SHU’s reliance on Merchant and Hill is unavailing since both courts excepted tuition debt from discharge because the debts were incurred as extensions of credit in connection with loan programs. In Merchant, the debt- or and a bank entered into a formal loan agreement guaranteed by the university pursuant to a student loan program arranged with the university. Additionally, for assistance with other incidental educational expenses, the debtor signed promissory notes payable to the university. In its opening analysis of the general statutory requirements, the court addressed the existence of a student loan program. Merchant, 958 F.2d at 740. The court found that a student loan program existed between the university and the bank and that the “university’s participation in the student loan program was crucial to the debtor’s receiving money to fund a portion of her education.” Id. Therefore, the debtor’s obligations were not dischargea-ble pursuant to § 523(a)(8). In Hill, the court declared tuition debt nondisehargeable where an extension of credit was granted by a nonprofit institution as “short term credit pending receipt of loan proceeds” from the federally guaranteed student loan program. Hill, 44 B.R. at 647. In reliance on debtor’s application for a guaranteed student loan, the university extended the cost of tuition to the debtor as credit to be paid as soon as he received the proceeds of his student loan. The university’s reliance established a connection to all of the statutory requirements, including the grant of the educational loan under the aegis of a loan program.

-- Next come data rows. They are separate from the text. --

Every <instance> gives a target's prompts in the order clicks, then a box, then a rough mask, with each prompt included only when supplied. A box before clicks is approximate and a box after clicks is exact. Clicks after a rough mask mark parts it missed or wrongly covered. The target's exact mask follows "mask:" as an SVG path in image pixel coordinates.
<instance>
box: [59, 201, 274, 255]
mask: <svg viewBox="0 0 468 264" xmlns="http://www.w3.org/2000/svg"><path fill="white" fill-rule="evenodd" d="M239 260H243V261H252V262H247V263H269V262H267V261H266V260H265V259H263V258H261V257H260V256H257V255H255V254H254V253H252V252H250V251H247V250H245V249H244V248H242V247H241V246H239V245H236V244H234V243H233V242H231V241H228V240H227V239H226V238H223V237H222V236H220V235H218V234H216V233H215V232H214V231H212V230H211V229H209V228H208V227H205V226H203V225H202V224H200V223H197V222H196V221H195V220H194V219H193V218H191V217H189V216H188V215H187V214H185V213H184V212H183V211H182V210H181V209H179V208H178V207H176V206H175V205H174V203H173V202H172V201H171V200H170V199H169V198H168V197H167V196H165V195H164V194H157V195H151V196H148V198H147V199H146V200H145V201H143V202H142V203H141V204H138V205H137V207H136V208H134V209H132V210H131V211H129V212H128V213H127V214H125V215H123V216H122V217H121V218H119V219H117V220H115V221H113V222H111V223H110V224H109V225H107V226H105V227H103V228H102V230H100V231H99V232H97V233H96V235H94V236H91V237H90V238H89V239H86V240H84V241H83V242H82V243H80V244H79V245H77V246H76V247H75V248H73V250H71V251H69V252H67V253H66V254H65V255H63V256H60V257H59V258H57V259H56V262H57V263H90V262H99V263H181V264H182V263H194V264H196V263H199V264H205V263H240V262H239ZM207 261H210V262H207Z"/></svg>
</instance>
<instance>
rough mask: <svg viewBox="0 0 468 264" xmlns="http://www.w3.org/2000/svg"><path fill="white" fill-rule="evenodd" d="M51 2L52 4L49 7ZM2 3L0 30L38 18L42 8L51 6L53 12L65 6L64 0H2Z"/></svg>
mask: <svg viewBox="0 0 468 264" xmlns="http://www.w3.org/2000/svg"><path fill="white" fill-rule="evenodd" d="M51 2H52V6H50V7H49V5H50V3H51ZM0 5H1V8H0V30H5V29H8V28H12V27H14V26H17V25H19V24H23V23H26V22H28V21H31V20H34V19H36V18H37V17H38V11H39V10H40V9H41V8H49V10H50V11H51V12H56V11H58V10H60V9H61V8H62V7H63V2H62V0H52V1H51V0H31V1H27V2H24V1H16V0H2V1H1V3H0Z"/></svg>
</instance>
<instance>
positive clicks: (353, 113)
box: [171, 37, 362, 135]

SHU argues that it is “unfair for the University to bear the burden of attempting to provide an education to students who do not attend class and do not bother to withdraw.” (Pi’s. Ltr. in Supp. of Br. at 2.) However, if Congress had intended the scope of § 528(a)(8) to include the simple nonpayment of tuition or any and all extensions of credit whether within or apart from an educational loan program, we assume that it would have so stated. See generally, Consumer Prod. Safety Comm’n v. GTE Sylvania, Inc., 447 U.S. 102, 100 S.Ct. 2051, 64 L.Ed.2d 766 (1980). In this instance, the debt due to SHU for nonpayment of tuition is materially indistinguishable from debt that would be due to a family dentist for nonpayment of his bill. In a sense both creditors have extended credit by virtue of debtor’s failure to pay. SHU has no greater remedy than that available to any other creditor who suffers from the nonpayment of his bill. SHU is not entitled to relief under 11 U.S.C. § 523(a)(8).

This case presented circumstances appropriate for sua sponte consideration of the complaint’s merits. See e.g., In re Brassard, 162 B.R. 375, 377 (Bkrtcy.D.Me.1994). In consideration of the parties’ legal memoran-da, the court has assumed that all of the facts alleged in the complaint are true. See, Commonwealth of P.A. ex rel. Zimmerman v. PepsiCo, Inc., 836 F.2d 173, 175 (3d Cir.1988); In re Garafano, 99 B.R. 624, 627-628 (Bkrtcy.E.D.Pa.1989). Because the court finds that as a matter of law, the plaintiff, SHU, does not have a cause of action under section 523(a)(8) of the Bankruptcy Code, the complaint should be dismissed.

CONCLUSION

For the reasons set forth in the foregoing opinion the court finds that the plaintiff, SHU, has failed to establish the applicability of Bankruptcy Code section 523(a)(8), and it hereby sua sponte dismisses the adversary proceeding for failure to state a cause of action pursuant to Bankruptcy Rule 7012 and Federal Rule of Civil Procedure 12(b)(6).

ORDER DETERMINING DEBT TO BE DISCHARGEABLE AND DISMISSING COMPLAINT

This matter having come before the court upon its sua sponte motion to dismiss, the court having considered the briefs and argument of counsel and having rendered its written decision dated May 19, 1994,

IT IS, on this 19th day of May, 1994

ORDERED, that the debt owed by David T. Van Ess to Seton Hall University is determined to be dischargeable, and it is further

ORDERED, that the complaint is dismissed.